[Date Prev][Date Next][Thread Prev][Thread Next][Date Index][Thread Index]
Re: Questionable code in handling of wordend in the regexp engine in reg
From: |
Eli Zaretskii |
Subject: |
Re: Questionable code in handling of wordend in the regexp engine in regex-emacs.c |
Date: |
Mon, 04 Mar 2019 19:25:57 +0200 |
> Date: Sat, 2 Mar 2019 13:18:01 +0000
> Cc: address@hidden, address@hidden
> From: Alan Mackenzie <address@hidden>
>
> > eassert (NILP (BVAR (b, enable_multibyte_characters))
> > || bytepos >= BUF_Z_BYTE (b)
> > || CHAR_HEAD_P (BUF_FETCH_BYTE (b, bytepos)));
>
> > IOW, this test is irrelevant in unibyte buffers.
>
> Instead I moved the eassert to after the bit where it checks for unibyte
> buffers, giving this:
>
>
>
> diff --git a/src/marker.c b/src/marker.c
> index b58051a8c2..0b2e1bf5c6 100644
> --- a/src/marker.c
> +++ b/src/marker.c
> @@ -332,6 +332,10 @@ buf_bytepos_to_charpos (struct buffer *b, ptrdiff_t
> bytepos)
> if (best_above == best_above_byte)
> return bytepos;
>
> + /* Check bytepos is not in the middle of a character. */
> + eassert (bytepos >= BUF_Z_BYTE (b)
> + || CHAR_HEAD_P (BUF_FETCH_BYTE (b, bytepos)));
> +
> best_below = BEG;
> best_below_byte = BEG_BYTE;
>
>
> I now no longer see the failed easserts in make check.
>
> So I'll commit this sometime (real life is a bit urgent right now).
I was forced to disable this assertion for now: I bootstrapped today a
clean checkout, and several jobs that run during the bootstrap
triggered the assertion. It turns out there's one legitimate use case
when bytepos _can_ be in the middle of a multibyte sequence: when we
convert a buffer from unibyte to multibyte. There are comments to
that effect in set_intervals_multibyte_1.

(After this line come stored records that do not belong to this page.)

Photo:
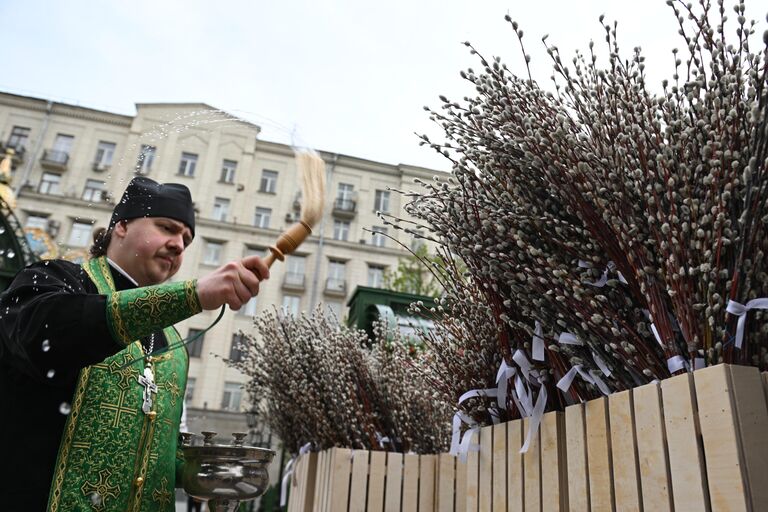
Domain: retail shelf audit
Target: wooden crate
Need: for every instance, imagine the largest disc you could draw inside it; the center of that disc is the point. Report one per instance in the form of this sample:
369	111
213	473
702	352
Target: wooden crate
693	442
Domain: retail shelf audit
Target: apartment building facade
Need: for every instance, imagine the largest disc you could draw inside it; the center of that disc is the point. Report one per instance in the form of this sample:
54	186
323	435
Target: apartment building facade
72	163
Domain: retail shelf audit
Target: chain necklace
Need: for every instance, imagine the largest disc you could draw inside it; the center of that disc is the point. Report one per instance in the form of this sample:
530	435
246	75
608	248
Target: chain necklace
148	351
147	379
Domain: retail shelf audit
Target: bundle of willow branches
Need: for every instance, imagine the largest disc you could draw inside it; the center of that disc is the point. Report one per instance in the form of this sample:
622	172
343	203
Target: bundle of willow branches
316	382
612	235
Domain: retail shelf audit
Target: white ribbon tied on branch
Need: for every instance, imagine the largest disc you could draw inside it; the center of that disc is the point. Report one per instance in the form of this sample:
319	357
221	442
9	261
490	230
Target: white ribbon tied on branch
741	310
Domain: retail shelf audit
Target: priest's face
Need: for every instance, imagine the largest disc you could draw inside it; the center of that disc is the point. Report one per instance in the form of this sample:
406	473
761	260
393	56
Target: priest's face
149	249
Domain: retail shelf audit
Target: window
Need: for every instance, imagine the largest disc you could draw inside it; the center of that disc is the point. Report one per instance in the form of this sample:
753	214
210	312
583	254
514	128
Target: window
94	191
291	304
80	236
146	158
104	153
228	168
333	310
213	250
233	394
294	271
377	237
341	230
63	143
195	348
50	183
18	138
190	392
238	347
188	164
376	276
220	208
268	181
345	191
344	196
336	271
417	241
381	202
37	221
262	217
249	309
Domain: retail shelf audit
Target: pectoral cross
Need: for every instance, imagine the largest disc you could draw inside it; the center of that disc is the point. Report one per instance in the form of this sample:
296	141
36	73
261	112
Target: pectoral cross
148	382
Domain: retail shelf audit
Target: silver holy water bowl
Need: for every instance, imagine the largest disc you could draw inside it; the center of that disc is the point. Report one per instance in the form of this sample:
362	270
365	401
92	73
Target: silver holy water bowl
224	475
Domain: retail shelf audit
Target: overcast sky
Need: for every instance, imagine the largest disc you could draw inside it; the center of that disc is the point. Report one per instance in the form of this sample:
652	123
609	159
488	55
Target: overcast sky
348	76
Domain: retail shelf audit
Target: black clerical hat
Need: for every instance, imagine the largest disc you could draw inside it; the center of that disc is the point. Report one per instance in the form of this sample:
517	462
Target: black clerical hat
144	197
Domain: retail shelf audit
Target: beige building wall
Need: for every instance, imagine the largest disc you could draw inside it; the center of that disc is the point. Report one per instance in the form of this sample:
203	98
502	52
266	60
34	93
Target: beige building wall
213	137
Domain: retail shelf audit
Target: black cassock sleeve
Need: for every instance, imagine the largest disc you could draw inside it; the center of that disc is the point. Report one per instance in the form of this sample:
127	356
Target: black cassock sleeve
53	323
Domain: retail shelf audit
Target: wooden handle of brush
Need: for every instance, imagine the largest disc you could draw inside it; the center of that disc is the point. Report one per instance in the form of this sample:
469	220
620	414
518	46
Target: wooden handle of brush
288	242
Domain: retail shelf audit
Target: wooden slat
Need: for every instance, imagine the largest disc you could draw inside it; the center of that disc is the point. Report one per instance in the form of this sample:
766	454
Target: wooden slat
473	460
515	482
720	435
752	415
626	480
532	470
446	476
485	464
320	481
499	484
461	485
341	466
359	484
554	495
410	482
376	475
576	449
686	452
599	455
394	482
652	448
427	472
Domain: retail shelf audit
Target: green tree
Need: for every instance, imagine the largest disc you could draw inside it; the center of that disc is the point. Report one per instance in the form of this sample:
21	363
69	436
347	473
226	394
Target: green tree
413	274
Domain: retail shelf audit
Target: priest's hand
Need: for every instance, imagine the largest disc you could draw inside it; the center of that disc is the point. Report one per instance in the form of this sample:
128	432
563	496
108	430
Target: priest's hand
233	284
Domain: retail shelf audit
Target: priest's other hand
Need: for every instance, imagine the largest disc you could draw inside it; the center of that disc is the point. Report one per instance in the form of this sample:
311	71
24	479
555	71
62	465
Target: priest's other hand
233	284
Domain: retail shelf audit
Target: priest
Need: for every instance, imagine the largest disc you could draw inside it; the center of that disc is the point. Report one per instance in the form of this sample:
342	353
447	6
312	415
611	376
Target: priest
79	428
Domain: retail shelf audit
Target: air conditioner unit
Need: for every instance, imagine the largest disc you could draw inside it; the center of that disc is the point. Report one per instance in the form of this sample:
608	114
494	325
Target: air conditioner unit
53	227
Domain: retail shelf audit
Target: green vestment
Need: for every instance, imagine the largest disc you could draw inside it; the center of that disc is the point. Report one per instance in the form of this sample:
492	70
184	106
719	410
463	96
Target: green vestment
112	456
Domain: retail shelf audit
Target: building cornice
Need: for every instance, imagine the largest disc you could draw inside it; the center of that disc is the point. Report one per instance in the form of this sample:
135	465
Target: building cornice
65	110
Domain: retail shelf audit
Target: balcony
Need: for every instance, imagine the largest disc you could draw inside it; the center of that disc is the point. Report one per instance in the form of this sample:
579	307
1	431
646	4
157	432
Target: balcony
54	159
293	281
100	167
344	208
17	157
336	287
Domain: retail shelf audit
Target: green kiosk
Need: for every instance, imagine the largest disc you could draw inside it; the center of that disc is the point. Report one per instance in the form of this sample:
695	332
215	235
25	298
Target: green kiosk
369	305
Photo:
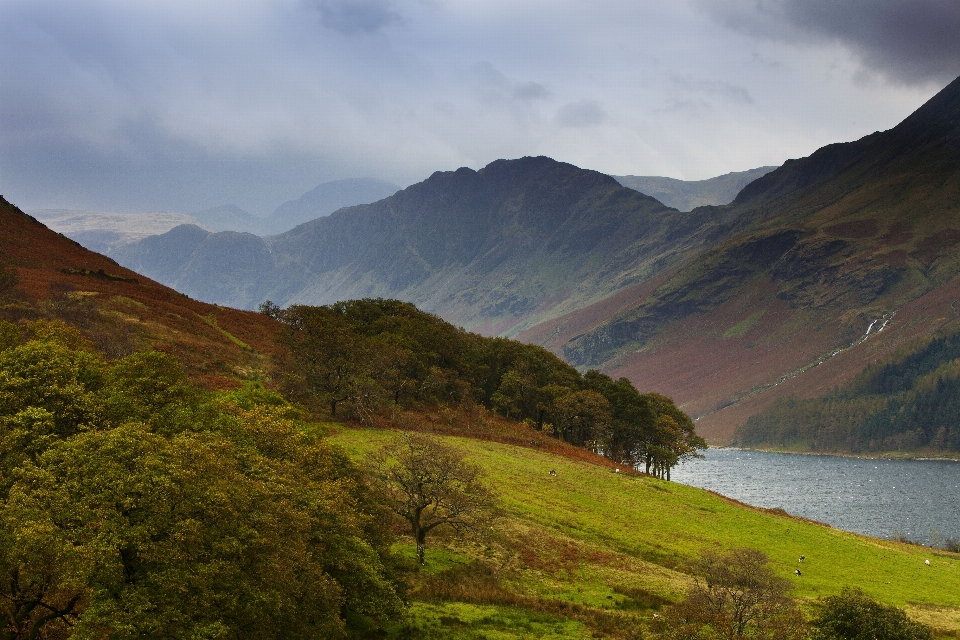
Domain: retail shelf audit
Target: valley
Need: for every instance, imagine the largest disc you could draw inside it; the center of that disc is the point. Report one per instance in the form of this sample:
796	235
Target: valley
725	308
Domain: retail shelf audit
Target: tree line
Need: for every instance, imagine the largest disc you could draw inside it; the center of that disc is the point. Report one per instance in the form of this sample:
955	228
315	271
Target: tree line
133	504
357	358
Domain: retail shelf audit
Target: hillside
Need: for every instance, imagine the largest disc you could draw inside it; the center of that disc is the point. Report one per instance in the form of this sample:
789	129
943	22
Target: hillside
827	250
583	552
102	232
493	250
324	199
687	195
586	552
125	311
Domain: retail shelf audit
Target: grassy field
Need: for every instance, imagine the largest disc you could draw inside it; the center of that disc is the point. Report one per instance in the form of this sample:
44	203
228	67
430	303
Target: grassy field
591	553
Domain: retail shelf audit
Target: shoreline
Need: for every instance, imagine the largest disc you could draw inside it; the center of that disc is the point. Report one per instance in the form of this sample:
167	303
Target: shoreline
887	455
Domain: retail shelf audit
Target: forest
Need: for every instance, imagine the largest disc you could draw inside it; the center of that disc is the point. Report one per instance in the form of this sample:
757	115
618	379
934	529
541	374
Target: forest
356	358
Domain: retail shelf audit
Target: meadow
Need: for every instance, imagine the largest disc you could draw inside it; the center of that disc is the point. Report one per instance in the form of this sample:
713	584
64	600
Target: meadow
589	552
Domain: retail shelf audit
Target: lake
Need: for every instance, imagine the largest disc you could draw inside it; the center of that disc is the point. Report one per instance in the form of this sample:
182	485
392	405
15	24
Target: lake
882	498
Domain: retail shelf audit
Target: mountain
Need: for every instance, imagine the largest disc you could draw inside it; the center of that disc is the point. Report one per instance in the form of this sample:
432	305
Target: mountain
815	271
123	311
100	231
494	250
326	198
687	195
229	217
834	262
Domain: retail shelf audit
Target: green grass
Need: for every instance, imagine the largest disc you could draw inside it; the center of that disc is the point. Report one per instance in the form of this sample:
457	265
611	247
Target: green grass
608	542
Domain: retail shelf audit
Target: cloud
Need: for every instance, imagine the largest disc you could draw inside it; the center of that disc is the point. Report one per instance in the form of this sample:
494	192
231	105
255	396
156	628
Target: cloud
905	41
716	88
356	16
585	113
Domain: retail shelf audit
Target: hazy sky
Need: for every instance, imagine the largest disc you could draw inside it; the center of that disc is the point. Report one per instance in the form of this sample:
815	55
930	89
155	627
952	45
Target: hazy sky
140	105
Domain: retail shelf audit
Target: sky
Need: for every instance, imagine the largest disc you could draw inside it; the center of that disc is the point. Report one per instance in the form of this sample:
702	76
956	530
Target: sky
182	105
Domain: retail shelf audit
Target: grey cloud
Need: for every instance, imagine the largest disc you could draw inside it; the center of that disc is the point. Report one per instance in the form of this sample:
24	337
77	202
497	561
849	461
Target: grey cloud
585	113
530	91
356	16
730	92
497	87
907	41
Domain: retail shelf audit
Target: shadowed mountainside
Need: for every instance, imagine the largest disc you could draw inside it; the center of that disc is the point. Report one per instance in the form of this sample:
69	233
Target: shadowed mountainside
217	345
815	271
494	250
828	250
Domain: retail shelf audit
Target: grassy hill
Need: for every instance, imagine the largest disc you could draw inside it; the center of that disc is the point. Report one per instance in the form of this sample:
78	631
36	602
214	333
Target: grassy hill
592	551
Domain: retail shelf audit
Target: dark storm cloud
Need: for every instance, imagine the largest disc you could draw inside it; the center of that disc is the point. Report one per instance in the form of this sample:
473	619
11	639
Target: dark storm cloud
356	16
906	41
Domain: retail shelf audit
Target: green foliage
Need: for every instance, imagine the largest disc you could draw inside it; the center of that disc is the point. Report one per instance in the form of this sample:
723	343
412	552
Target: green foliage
357	357
430	485
853	615
135	505
736	595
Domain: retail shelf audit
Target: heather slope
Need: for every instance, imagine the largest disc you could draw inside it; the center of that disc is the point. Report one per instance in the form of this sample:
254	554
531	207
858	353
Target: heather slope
826	250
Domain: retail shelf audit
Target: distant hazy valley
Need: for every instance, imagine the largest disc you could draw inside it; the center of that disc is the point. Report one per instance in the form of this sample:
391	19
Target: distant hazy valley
732	295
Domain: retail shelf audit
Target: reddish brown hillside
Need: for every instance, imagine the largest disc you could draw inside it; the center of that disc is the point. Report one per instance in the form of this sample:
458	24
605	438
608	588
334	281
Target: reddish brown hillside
218	345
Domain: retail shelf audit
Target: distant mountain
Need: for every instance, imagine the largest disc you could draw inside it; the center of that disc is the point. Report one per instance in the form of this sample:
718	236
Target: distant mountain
814	272
229	217
102	232
326	198
687	195
122	311
823	253
496	249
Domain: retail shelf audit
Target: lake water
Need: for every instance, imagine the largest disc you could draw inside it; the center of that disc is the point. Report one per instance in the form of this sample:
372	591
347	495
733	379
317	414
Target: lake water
880	498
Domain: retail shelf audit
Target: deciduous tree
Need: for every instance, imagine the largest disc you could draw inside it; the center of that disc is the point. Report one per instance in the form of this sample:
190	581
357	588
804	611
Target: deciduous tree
736	595
431	485
853	615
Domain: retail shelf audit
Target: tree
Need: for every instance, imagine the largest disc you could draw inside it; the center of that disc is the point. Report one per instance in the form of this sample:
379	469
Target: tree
853	615
582	418
671	439
736	595
430	485
134	505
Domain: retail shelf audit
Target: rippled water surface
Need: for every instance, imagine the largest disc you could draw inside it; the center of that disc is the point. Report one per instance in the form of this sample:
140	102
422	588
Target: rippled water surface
882	498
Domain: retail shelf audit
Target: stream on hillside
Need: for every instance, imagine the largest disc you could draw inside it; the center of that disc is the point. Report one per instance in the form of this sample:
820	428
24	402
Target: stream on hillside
919	499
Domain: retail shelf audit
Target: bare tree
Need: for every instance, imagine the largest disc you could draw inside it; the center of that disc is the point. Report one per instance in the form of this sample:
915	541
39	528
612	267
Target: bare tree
430	485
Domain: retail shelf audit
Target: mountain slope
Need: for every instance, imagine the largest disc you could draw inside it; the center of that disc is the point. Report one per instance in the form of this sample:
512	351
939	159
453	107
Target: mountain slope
494	250
857	236
326	198
687	195
122	310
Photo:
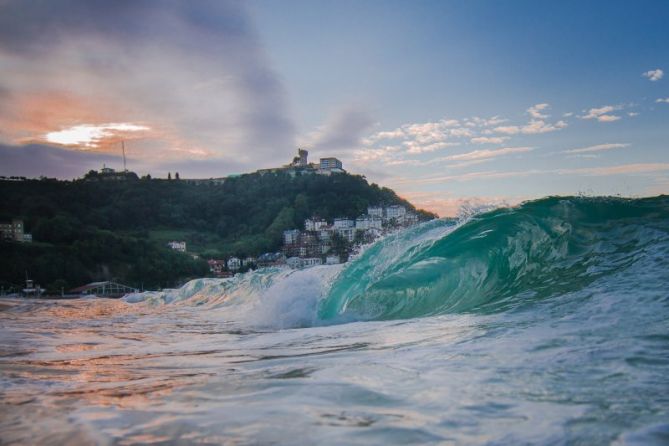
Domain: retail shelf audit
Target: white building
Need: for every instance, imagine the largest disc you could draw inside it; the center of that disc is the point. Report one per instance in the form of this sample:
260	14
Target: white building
177	246
325	234
294	262
314	224
234	264
396	211
342	223
297	262
313	261
411	219
290	236
366	222
332	260
347	233
375	211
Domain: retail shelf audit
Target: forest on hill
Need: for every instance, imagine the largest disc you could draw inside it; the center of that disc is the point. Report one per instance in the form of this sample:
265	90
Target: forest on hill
87	230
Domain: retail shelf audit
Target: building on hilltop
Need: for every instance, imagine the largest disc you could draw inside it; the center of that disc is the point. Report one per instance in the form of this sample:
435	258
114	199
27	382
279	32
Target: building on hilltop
14	231
301	160
109	174
290	236
375	211
177	246
234	263
314	224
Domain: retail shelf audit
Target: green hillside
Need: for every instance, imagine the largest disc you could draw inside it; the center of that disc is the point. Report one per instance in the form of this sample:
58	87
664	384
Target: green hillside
96	230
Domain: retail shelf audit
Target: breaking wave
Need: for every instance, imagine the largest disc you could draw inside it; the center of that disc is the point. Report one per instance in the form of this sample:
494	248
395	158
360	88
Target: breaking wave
492	262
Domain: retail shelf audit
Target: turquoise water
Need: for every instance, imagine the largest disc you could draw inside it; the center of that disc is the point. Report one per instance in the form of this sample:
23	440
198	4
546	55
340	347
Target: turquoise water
546	323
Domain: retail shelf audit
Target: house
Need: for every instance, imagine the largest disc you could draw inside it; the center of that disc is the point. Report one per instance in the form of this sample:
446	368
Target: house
313	261
104	289
332	260
314	224
375	211
13	231
325	234
294	262
271	259
234	264
366	222
301	159
347	233
341	223
396	212
177	246
290	236
298	263
216	267
410	219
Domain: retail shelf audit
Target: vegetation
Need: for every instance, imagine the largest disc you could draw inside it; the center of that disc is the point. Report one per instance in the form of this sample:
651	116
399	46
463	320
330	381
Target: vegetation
88	230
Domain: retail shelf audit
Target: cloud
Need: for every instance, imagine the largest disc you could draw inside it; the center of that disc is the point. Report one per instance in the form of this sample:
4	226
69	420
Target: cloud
486	154
35	160
654	75
597	148
489	139
601	114
344	131
195	73
534	127
446	206
535	111
414	147
625	169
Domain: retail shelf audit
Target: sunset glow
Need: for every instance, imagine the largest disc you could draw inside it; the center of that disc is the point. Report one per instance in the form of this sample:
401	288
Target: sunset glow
88	136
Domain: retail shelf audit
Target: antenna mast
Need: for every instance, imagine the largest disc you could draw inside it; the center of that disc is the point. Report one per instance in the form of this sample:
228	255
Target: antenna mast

I see 2 possible ways to handle this: (1) remove the assertion for
good, or (2) change buf_bytepos_to_charpos to accept one more
argument, telling it whether to make this check, and then modify all
the callers except those in set_intervals_multibyte_1 to pass 'true'
as that argument.
Thoughts?
- Re: Questionable code in handling of wordend in the regexp engine in regex-emacs.c, (continued)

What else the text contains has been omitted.